HSBC to provide more of its own insurance and reinsurance through Bermuda and Dublin
HSBC plans to take out more insurance risk in a bid to slash costs and raise hundreds of millions of dollars in revenue.
That is according to London newspaper The Independent, which claims, the international bank, which owns the Bank of Bermuda, is set to take out policies on its own books to maximise its scale and diversity.
The paper quotes Clive Bannister, group managing director of insurance at HSBC, as saying he will capitalise on the bank's liabilities being well spread between countries and businesses by retaining more risk within the group.
The bank is drastically reducing the number of insurers it uses to provide products and reinsure risk, while incurring more insurance risk from its businesses and customers.
"It is a change in the way we are thinking about our risk and the way we wish to engage with our preferred strategic partners," said Mr. Bannister.
"In the old days, you had two ways of getting rid of risk: you didn't write it or you reinsured it.

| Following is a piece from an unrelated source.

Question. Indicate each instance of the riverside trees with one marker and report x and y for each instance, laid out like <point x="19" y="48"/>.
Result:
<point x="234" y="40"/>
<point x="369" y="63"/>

"We are now retaining more risk in two places."
In the past the bank had insured itself through its captive insurance company based in Bermuda, which covers a range of products including crime, property, professional indemnity and medical insurance, said the paper, with group premiums going through Bermuda increasing by about 40 percent, thus retaining almost half of its annual premiums worth $300 million.
But HSBC plans to take a slice of revenue from reinsuring the policies it sells to its customers in order to turn its Dublin reinsurance company into a major income source.
Then bank, until recently, had been working with more than 100 insurers supplying policies for the group or for it to sell to its customers.